The large body of insufficiently identified fungi in INSD constitutes a silent plea for a wide and generalized sequencing effort of well-identified and -annotated [type] specimens residing in herbaria worldwide to form the basis for such barcoding initiatives. This will without doubt be a painstaking undertaking involving taxonomic experts in all groups of fungi. The approach taken by the UNITE database has been to cover as many genera of fungi as possible at the temporary expense of intrageneric completeness. That approach finds support in the present study: in order to avoid the current situation where insufficiently identified sequences amass and obscure similarity searches in the public sequence databases, select reference sequences covering the whole range of fungal diversity need be made available as early on as possible.
The species is in many ways the basic unit in biology, and the ever-increasing rate at which DNA sequences are released and used for scientific research prompts us to make any effort to verify that these are tagged with correct names. Sadly, more than 10% of all publicly available fungal ITS sequences have compromised taxonomic annotations, and the information needed to evaluate whether any given name is reasonable is in many cases simply not there. The inherent difficulty in species identification in the fungi, however, suggests that these estimates need not necessarily reflect the status of the total body of DNA sequences. Even so, caution and patience should be attributes of anyone seeking to identify species through DNA sequence data alone.

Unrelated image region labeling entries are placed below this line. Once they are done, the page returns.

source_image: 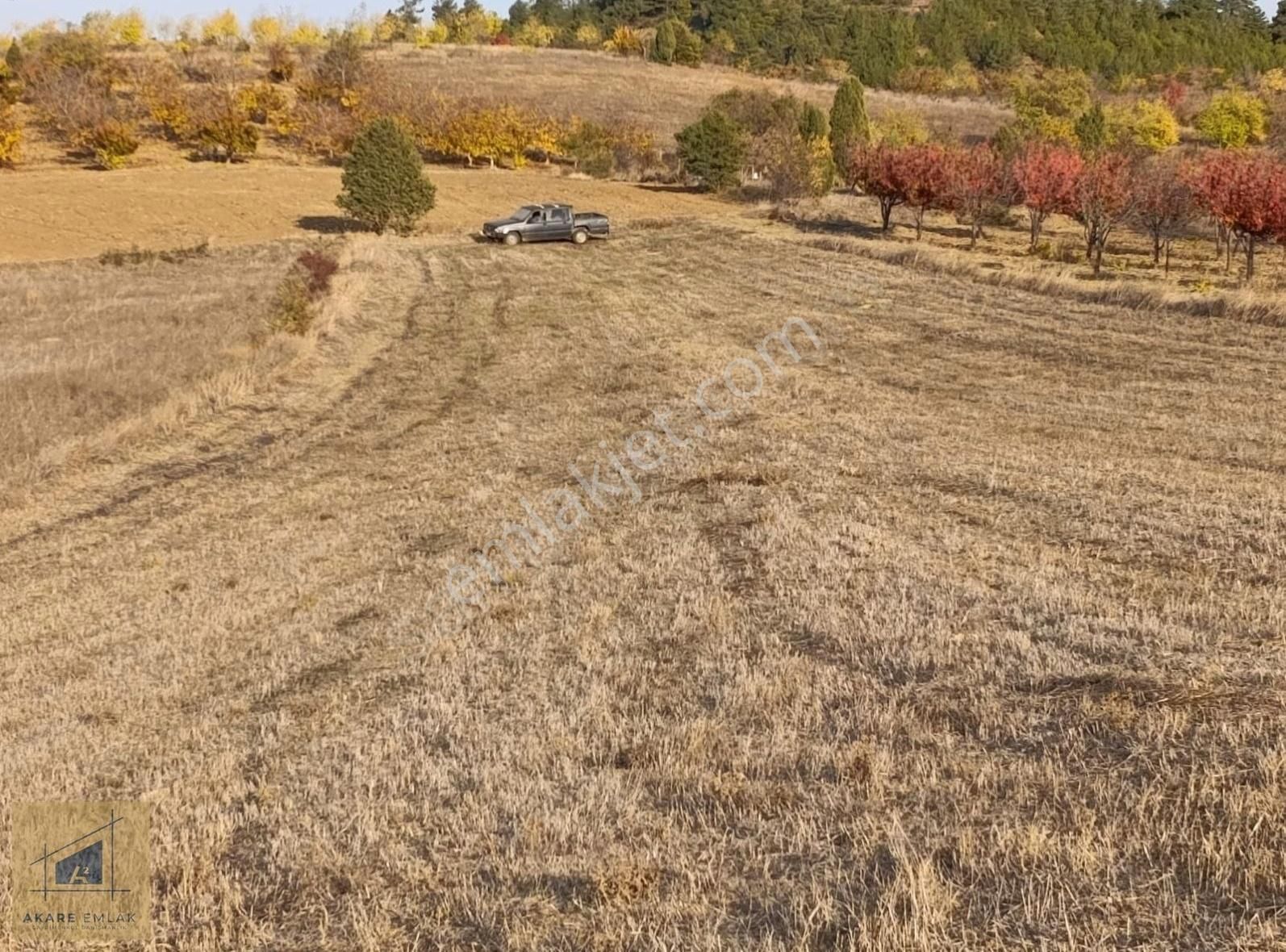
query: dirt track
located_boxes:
[0,226,1286,950]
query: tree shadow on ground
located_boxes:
[294,215,365,234]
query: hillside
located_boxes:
[378,44,1009,141]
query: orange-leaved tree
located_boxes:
[1013,143,1084,251]
[1191,151,1286,283]
[1071,152,1134,277]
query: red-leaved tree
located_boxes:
[895,143,950,242]
[1133,158,1196,274]
[1191,149,1286,283]
[1071,152,1133,277]
[849,145,907,232]
[946,145,1015,248]
[1013,143,1084,251]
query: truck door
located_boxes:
[544,208,571,242]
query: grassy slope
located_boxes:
[0,227,1286,950]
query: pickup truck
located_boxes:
[482,203,608,244]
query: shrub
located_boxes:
[192,89,258,162]
[294,248,340,299]
[0,106,22,169]
[871,110,929,149]
[112,10,148,46]
[78,119,139,169]
[652,19,679,65]
[236,82,290,125]
[249,17,286,48]
[134,63,193,140]
[268,43,299,82]
[1074,103,1109,156]
[290,103,360,158]
[799,103,831,148]
[1193,90,1268,149]
[310,30,370,106]
[1107,99,1180,153]
[511,17,557,49]
[337,119,435,234]
[201,10,240,46]
[762,125,835,199]
[674,110,746,192]
[4,40,24,76]
[572,23,603,50]
[286,19,325,49]
[269,268,312,335]
[98,240,210,268]
[831,77,871,186]
[1013,143,1083,249]
[603,26,643,56]
[674,21,705,65]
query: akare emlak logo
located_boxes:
[11,801,152,942]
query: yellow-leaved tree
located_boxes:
[0,103,22,169]
[249,17,286,46]
[112,9,148,46]
[201,10,242,46]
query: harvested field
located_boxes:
[0,223,1286,950]
[0,162,742,262]
[0,243,303,486]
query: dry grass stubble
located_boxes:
[0,227,1286,950]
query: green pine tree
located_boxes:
[800,103,831,141]
[1074,103,1107,156]
[652,19,679,63]
[831,77,871,180]
[4,40,23,76]
[674,110,746,192]
[336,119,435,234]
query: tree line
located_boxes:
[678,80,1286,282]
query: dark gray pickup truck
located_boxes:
[482,203,608,244]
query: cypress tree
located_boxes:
[652,19,679,63]
[831,77,871,173]
[336,119,435,234]
[674,110,746,192]
[800,103,831,141]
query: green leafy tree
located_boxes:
[799,103,831,141]
[652,19,679,63]
[831,77,871,186]
[1193,90,1268,149]
[674,21,705,65]
[1075,103,1109,156]
[336,119,435,234]
[674,110,746,192]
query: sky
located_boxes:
[0,0,511,30]
[0,0,1277,28]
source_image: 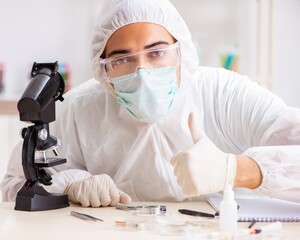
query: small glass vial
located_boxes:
[220,185,237,237]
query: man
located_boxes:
[2,0,300,207]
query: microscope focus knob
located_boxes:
[20,127,27,138]
[38,128,48,141]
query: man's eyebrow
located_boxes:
[107,41,170,58]
[144,41,170,49]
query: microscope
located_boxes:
[15,62,69,211]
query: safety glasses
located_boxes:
[100,42,180,82]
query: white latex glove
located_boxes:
[171,113,236,196]
[64,174,131,207]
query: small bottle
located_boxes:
[220,185,237,236]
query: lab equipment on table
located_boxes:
[15,62,69,211]
[116,204,167,214]
[70,211,103,222]
[220,184,238,234]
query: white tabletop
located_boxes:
[0,201,300,240]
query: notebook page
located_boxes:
[207,197,300,222]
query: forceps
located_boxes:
[71,211,103,222]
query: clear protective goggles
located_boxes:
[100,42,180,82]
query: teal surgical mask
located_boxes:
[111,66,179,123]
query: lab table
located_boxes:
[0,200,300,240]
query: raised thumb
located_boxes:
[188,113,204,143]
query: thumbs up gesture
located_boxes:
[171,113,236,196]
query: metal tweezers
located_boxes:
[71,211,103,222]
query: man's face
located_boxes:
[102,23,179,84]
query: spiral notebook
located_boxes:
[207,197,300,222]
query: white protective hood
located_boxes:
[92,0,198,94]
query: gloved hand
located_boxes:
[64,174,131,207]
[171,113,236,196]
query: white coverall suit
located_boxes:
[1,0,300,202]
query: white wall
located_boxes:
[0,0,101,94]
[274,0,300,107]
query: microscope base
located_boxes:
[15,184,70,211]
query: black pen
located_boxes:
[178,209,217,218]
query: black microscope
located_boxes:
[15,62,69,211]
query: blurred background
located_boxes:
[0,0,300,198]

Barcoding-type approaches will doubtlessly be a central and most valuable element in future species identification, though contemporary major sequence repositories are not optimally suited for such operation. While we can expect technological advancements to eliminate many of the problems faced at present, the taxonomical aspect of the DNA sequences remains a substantial concern. Taxonomy lays at the heart of sequence-mediated species identification, and unlike the latter it forms a poor candidate for automation. Sadly the declining number of taxonomists is a problem for which no shortcuts exist and moreover one whose immediate resolution does not seem to be looming on the horizon.